Health workers signed a letter calling for a paid leave sent on Monday to the White House. More than 500 health experts signed the letter to call for the expansion of paid sick and family leave for all American workers. 

The health experts are cautioning the Trump administration regarding the federal government allowing the reopening of schools in the fall without establishing first a paid leave program for the health workers, as per HuffPost.

The letter was organized through the Paid Leave for All Campaign. Health workers urged the Trump government to push Congress to expand the emergency paid leave policy, which was made during the COVID-19 pandemic. The letter also calls on lawmakers for an end to the exemption of large companies.

The letter states that public health professionals and organizations in front of protecting the public health urge the administration and Congress to ensure access to emergency paid sick leave and paid family and medical leave through 2021. 

(Photo : Ernesto Ryan)
Students Get Back To School in Uruguay MONTEVIDEO, URUGUAY - JUNE 29 : Students at the "Japon" public school number 72 attend class during the first day of the final phase of the gradual process to reopen schools on June 28, 2020 in Montevideo, Uruguay.
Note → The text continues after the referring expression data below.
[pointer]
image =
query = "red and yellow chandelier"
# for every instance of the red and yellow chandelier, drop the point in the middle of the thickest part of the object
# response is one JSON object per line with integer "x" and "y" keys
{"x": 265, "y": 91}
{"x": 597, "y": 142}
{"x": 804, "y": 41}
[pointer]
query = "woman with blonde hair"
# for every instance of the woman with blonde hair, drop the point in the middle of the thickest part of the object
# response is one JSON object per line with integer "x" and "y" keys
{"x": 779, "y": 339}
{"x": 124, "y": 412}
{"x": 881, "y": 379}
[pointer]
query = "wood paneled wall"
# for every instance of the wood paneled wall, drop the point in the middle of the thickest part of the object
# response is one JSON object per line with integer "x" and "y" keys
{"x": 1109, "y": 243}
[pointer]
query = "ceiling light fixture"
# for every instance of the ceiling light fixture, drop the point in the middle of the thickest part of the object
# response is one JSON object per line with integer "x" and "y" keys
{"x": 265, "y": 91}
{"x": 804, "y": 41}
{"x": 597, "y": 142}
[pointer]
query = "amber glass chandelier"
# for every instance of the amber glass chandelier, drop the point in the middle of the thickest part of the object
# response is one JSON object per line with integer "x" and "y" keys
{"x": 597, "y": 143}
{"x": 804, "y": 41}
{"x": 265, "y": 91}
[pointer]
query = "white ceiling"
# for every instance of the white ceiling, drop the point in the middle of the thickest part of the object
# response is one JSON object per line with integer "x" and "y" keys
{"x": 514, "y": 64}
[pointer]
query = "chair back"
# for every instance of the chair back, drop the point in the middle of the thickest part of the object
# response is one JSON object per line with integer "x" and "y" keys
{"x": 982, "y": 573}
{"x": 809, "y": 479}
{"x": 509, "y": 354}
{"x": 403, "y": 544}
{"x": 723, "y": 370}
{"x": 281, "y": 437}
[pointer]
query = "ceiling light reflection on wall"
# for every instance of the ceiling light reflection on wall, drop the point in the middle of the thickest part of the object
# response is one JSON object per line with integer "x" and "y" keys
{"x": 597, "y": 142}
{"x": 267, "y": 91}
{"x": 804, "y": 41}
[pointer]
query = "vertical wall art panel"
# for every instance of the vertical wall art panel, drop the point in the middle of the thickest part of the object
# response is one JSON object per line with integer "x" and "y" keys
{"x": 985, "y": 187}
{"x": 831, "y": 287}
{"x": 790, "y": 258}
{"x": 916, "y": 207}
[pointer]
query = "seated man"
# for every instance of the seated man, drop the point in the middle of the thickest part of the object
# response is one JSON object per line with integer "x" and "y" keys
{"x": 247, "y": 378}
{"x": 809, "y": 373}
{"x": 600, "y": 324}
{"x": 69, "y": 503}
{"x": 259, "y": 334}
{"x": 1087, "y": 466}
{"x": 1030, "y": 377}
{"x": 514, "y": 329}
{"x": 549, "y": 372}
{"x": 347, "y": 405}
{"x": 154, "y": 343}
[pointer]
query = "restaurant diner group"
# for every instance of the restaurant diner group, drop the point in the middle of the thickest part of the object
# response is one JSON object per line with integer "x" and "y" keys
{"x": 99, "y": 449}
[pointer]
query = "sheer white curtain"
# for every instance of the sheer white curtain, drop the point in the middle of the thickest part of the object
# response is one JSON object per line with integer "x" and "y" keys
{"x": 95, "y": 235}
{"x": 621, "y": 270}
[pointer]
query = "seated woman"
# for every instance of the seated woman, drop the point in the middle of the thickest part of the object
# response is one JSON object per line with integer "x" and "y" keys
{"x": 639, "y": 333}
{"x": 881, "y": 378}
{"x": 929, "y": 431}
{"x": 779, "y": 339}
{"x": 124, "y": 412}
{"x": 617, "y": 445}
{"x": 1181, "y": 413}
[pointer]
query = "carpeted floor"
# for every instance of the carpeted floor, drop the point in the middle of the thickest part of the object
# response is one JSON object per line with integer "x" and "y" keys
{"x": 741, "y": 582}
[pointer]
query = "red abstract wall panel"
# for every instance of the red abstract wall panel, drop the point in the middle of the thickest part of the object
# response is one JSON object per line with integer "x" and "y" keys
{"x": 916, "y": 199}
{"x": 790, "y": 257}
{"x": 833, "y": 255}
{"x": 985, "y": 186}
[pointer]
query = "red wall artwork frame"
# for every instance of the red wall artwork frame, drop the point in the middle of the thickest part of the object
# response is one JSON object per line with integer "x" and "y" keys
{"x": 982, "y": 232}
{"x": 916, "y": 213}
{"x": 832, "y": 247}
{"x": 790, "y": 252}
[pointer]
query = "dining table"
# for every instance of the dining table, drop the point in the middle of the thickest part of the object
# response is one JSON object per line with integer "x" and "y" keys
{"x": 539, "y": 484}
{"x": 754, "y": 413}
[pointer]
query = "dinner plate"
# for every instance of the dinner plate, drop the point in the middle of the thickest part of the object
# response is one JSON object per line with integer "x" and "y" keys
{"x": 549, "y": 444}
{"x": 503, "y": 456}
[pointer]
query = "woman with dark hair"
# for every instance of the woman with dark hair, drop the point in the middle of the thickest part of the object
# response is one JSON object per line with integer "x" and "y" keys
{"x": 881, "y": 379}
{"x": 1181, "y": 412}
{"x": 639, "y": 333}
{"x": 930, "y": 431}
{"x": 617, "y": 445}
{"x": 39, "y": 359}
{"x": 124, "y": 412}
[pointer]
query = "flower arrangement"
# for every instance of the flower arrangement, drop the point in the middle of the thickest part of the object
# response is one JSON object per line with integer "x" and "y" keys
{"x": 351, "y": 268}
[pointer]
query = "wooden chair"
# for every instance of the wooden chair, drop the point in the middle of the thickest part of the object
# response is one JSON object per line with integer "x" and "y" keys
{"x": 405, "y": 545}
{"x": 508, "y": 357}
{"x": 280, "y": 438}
Schools will impose strict social distancing measures and assistance is voluntary. Department of Treinta y Tres and border city of Rivera, postponed the return to school due to recent positive cases.

In March, Congress passed the Families First Coronavirus Response Act to provide funding up to two weeks of paid sick days plus ten weeks of paid emergency child care leave. This program will be applicable if the school or child care facilities shut down. But the paid leave program is set to expire at the end of 2020. The policy excludes all workers in companies with more than 500 employees. Meaning, millions of front-line workers are not included.

Health workers are concerned that millions of people will face financial pressure without comprehensive paid leave. Affected people would have to think to go to work even if they have COVID-19 symptoms. With the paid leave programs, many parents who can't find child care would ease the burden in the reopening of schools even if they are at risk of losing employment. 

The letter address to the Centers for Disease Control and Prevention the guidance that schools and businesses imply flexible sick leave policies and practices that allow staff to stay home when they have been exposed, sick, or caring for a sick family member.  

The co-signers of Monday's letter believe that paid leave is important and will work as their safety net, especially for the reopening of schools. Solange Gould, a signer of the letter and co-director of the public health group "Human Impact Partners," told HuffPost, "As a public health professional and parent, I know that expanded paid leave is critical to the safe and equitable reopening of schools." He added that paid leave could ensure the families' financial security and allow parents, teachers, and school staff to care for their families and themselves while fighting the spread of the novel coronavirus.

Top White House officials and lawmakers are negotiating another pandemic relief package after early aid measures expired. However, the universal paid leave has not reached the center of the latest negotiations. Republicans carved out exemptions for the huge corporations and the healthcare industry, in the Families First package. The exclusions would exclude 106 million workers for the program, as per Huffpost's Emily Peck.